Déploiement du BHO Beautemps-Beaupré 2025 : Étape 2, campagne PHYSINDIEN2025
Mis à jour le 19/05/2025Au nord-ouest de l’océan Indien, la mer d’Arabie est alimentée par deux détroits stratégiques : Ormuz et Bab el Mandeb. Les mouvements océaniques dans cette région restent encore mal connus, en grande partie du fait des tensions géopolitiques qui limitent les campagnes scientifiques. Pourtant, cette zone est d’une importance majeure pour les populations côtières, largement dépendantes de la pêche.
La dynamique océanique est contrôlée par trois processus dominants :
- L’arrivée d’eaux très salées (environ 39 PSU) issues du golfe Persique via le détroit d’Ormuz,
- La présence régulière de tourbillons océaniques,
- Et un forçage atmosphérique saisonnier intense, lié aux vents de mousson qui s’inversent entre l’hiver et l’été. En été, les vents de sud-ouest entraînent l’apparition d’une remontée d’eau froide (upwelling) le long des côtes omanaises.
La campagne PHYSINDIEN2025 s’est concentrée sur l’impact des tourbillons océaniques* et des remontées d’eaux profondes** dans le golfe d’Oman et de l’ouest de la mer d’Arabie. Ces phénomènes naturels modifient à la fois les propriétés hydrologiques (température, salinité, courants, structure en couches) et biogéochimiques (oxygène, nutriments, carbone, matière organique) de l’océan.

L’interaction de ces processus entraîne la formation de lentilles d’eau salée appelées peddies, situées en profondeur (entre 250 et 400 m). Par ailleurs, l’écoulement d’eaux denses et oxygénées, appelé outflow depuis le golfe Persique, ventile les couches intermédiaires (~400 m), dans une région connue pour ses faibles teneurs en oxygène. Ce phénomène est crucial pour le développement du plancton, à la base de la chaîne alimentaire marine, et soutient ainsi les ressources halieutiques exploitées localement.

Cette mission a été menée en collaboration avec trois laboratoires français – le LOV, le LOCEAN et le LOPS – et avec la participation d’observateurs du service hydrographique omanais.
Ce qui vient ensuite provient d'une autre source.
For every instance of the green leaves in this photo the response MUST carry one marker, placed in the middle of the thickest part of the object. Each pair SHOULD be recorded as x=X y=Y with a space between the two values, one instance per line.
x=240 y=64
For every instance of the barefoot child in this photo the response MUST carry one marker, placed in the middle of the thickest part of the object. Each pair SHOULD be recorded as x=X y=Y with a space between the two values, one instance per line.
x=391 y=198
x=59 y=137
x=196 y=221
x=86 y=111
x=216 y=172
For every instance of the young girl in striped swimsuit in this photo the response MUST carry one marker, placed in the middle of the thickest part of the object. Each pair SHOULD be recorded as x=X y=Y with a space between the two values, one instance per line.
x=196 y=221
Grâce aux capacités du BHO Beautemps-Beaupré, la Marine nationale et le Shom peuvent conduire des campagnes scientifiques ambitieuses dans cette zone sensible.
Dix flotteurs ARGO ont été déployés, dont cinq financés par des partenaires académiques dans le cadre d’un projet CNRS. Trois de ces flotteurs sont équipés, en plus des capteurs classiques — d’oxygène, de chlorophylle (mesurée par un fluorimètre) et de matière organique en suspension (détectée par un capteur de CDOM) — d’un capteur de nitrates. L’ensemble de ces mesures permet de mieux comprendre le lien entre l’état chimique de l’océan, c’est-à-dire l’oxygène et les nutriments indispensables à la vie marine, et son état biologique, représenté par la quantité de plancton.

En parallèle, tous les instruments embarqués à bord du BHO ont été mis en œuvre pour réaliser des mesures in situ – certaines inédites dans la région. Les mesures de turbulence, notamment, permettront d’améliorer les modèles numériques de circulation.
Ces données sont essentielles pour calibrer les modèles océanographiques utilisés par le Shom, afin de produire des prévisions fiables pour les forces armées. Elles serviront également aux scientifiques omanais, grâce à une collaboration avec l’université Sultan Qaboos à Mascate, pour mieux comprendre et gérer les stocks halieutiques.
*Un tourbillon océanique est une structure circulaire, de rayon compris entre 20 et 200 km, qui tourne rapidement autour de son centre. Sa vitesse de rotation est généralement bien plus élevée que sa vitesse de déplacement, ce qui a pour effet de piéger l’eau, le plancton et d’autres particules à l’intérieur de la structure.
** Une remontée d’eaux profondes, traduction française officielle de l’anglais upwelling, désigne un courant ascendant d’eau océanique froide provenant des profondeurs vers la surface. Ce phénomène est principalement provoqué par les alizés intertropicaux.